La mutualité espagnole


Des origines à la première guerre mondiale

L’Espagne rompt de façon définitive avec l’Ancien Régime dans la première moitié du XIXe siècle. L’abolition des anciennes corporations (1836) va de pair avec la reconnaissance, trois ans plus tard, de l’associationnisme ouvrier. Les sociétés de secours mutuelssont reconnues à condition qu’elles ne soient pas des sociétés de “ résistance ouvrière ”. Cette loi est importante puisque jusqu’en 1941, il n’existera aucune législation spécifique pour la mutualité. Au milieu du XIXe siècle, l’Etat espagnol n’intervient pas du tout dans le social. Le syndicalisme ouvrier sera finalement reconnu en 1887 et dans les décennies qui vont suivre, l’Etat va peu à peu s’impliquer dans la protection sociale comme dans la législation du travail.


Les Fraternités de secours existant sous l’Ancien régime prenaient en charge la maladie. Dans le contexte de lente industrialisation que connaît l’Espagne au XIXe siècle, la législation de 1839 favorise l’émergence de sociétés de secours mutuels ; elles sont souvent liées aux premières formes de syndicalisme ouvrier. Mais en 1887, il n’existerait que 1200 sociétés de secours mutuels sur les 3108 de toutes sortes que compte alors l’Espagne. Puis, la progression s’accélère : en 1904 sur 1691 sociétés regroupant 351 000 membres, les sociétés populaires auraient été au nombre de 1271 avec 238 000 membres et les sociétés ouvrières 309 avec 84 000 membres.

Au sein du milieu ouvrier, le mutualisme joue un rôle important en raison de ses liens avec les syndicats et notamment de la conception du “ syndicalisme à bases multiples ”, selon laquelle un syndicat doit organiser des luttes revendicatives tout en prenant également en charge les besoins sociaux (maladie, retraite, etc.) du monde du travail.


A partir du tournant du XXe siècle, les mutualistes doivent, comme dans le reste des pays européens, tenir compte de l’intervention croissante de l’Etat dans le social : vote de lois sur le travail des femmes et des mineurs, sur les accidents du travail, etc, création en 1908 de l’Instituto nacional de prevision. La mutualité espagnole commence timidement à s’organiser au moins à l’échelon régional. Mais à la grande différence de la majorité du reste de l’Europe, l’Espagne sera épargnée par la Première Guerre mondiale, ce qui aura d’importantes conséquences sur le développement de sa protection sociale jusqu’à l’avènement du franquisme en 1939.

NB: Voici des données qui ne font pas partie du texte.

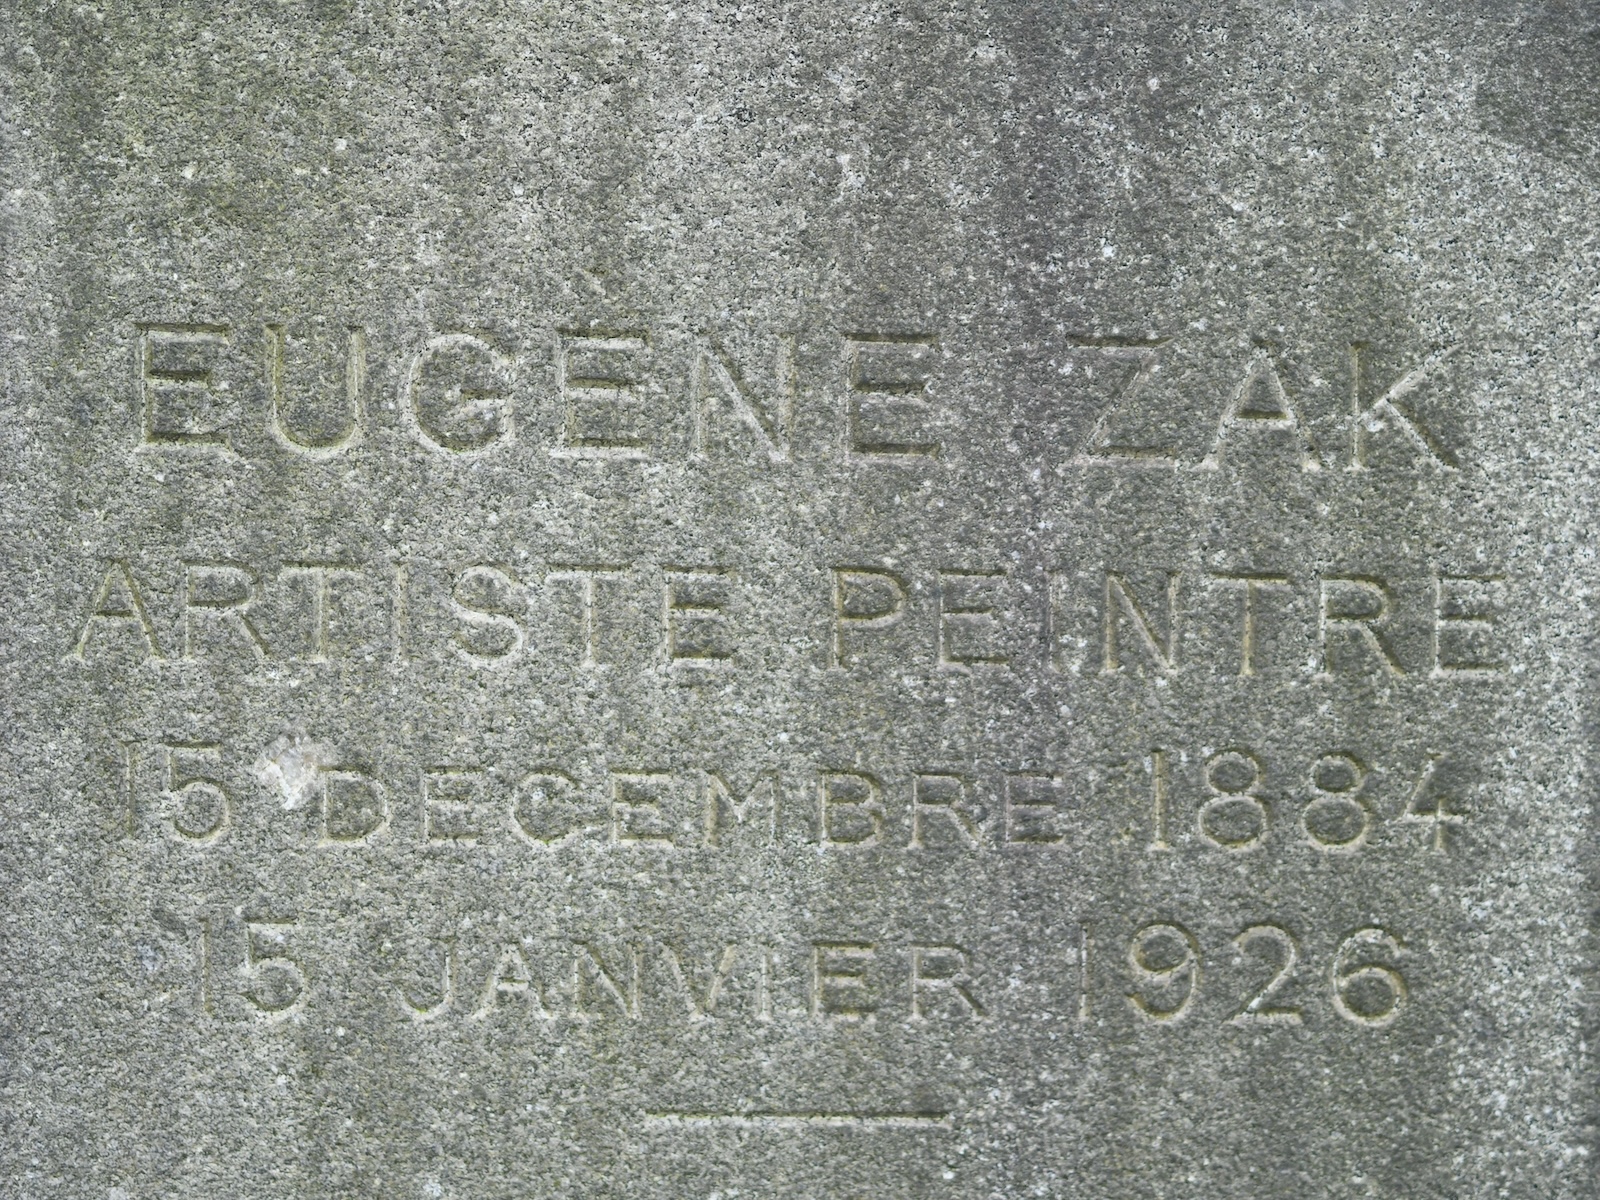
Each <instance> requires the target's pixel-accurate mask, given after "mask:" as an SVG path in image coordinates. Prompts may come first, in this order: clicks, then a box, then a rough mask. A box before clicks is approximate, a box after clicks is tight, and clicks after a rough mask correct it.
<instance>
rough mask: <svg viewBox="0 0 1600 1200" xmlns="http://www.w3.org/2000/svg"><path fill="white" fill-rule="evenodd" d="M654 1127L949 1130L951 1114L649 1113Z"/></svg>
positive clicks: (860, 1112)
mask: <svg viewBox="0 0 1600 1200" xmlns="http://www.w3.org/2000/svg"><path fill="white" fill-rule="evenodd" d="M645 1120H646V1122H651V1123H654V1125H691V1126H693V1125H707V1126H710V1125H715V1126H726V1128H733V1130H808V1128H850V1130H949V1128H950V1114H949V1112H688V1110H685V1112H646V1114H645Z"/></svg>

Evolution de la mutualité espagnole au XXème siècle

La progression du nombre des mutuelles est effective depuis 1900 et se poursuit jusqu’en 1930. Au nombre de 25 00 en 1904, elles sont 52 00 en 1916. Elles sont très différentes par leur typologie et par leur taille ; le nombre moyen de leurs membres varie le plus souvent entre 100 et 250. Elles ont beaucoup de mal à s’unir et à l’exception de la Fédération des sociétés de secours mutuels de la province de Barcelone — fondée en 1896, elle regroupe en 1915 747 sociétés et 167 000 — le mutualisme espagnol fait alors preuve d’une incapacité totale à s’organiser à l’échelon national et même régional. Dans ces conditions, les sociétés ne peuvent, pour l’essentiel, que prendre en charge la maladie, le décès et les enterrements mais elles n’ont guère les moyens de s’aventurer sur le terrain de prestations plus lourdes.


 source : wikipédia

En 1922, est instauré par le gouvernement un premier régime de retraite obligatoire, largement inspiré des Assurances sociales bismarckiennes. En conséquence, le gouvernement exhorte les mutualistes à s’adapter aux exigences techniques de l’assurance et à renoncer aux méthodes empiriques qui ont été largement les leurs. Les mutualistes entreprennent alors un grand effort de modernisation en introduisant les techniques actuarielles et en cherchant à se regrouper davantage. Mais une seule organisation fédérée existe alors en Catalogne : elle représente en quelque sorte le modèle à suivre, ce qui explique que ce soit dans cette province que la première législation spécifique à la mutualité voit le jour en 1934.


Toutefois, l’histoire ne permettra pas à cette expérience de se développer plus largement puisque la guerre civile espagnole éclate deux ans plus tard, en 1936. En 1939, une des premières mesures du gouvernement franquiste, qui vient de gagner la guerre, est l’annulation de la législation du Parlement catalan. En 1941, l’Etat adopte une loi spécifique à la mutualité qui va rester en usage durant quarante ans. En 1981, six ans après la mort de Franco, l’Espagne s’engage dans un processus de démocratisation : s’ouvre alors une nouvelle période de l’histoire de la mutualité dans ce pays.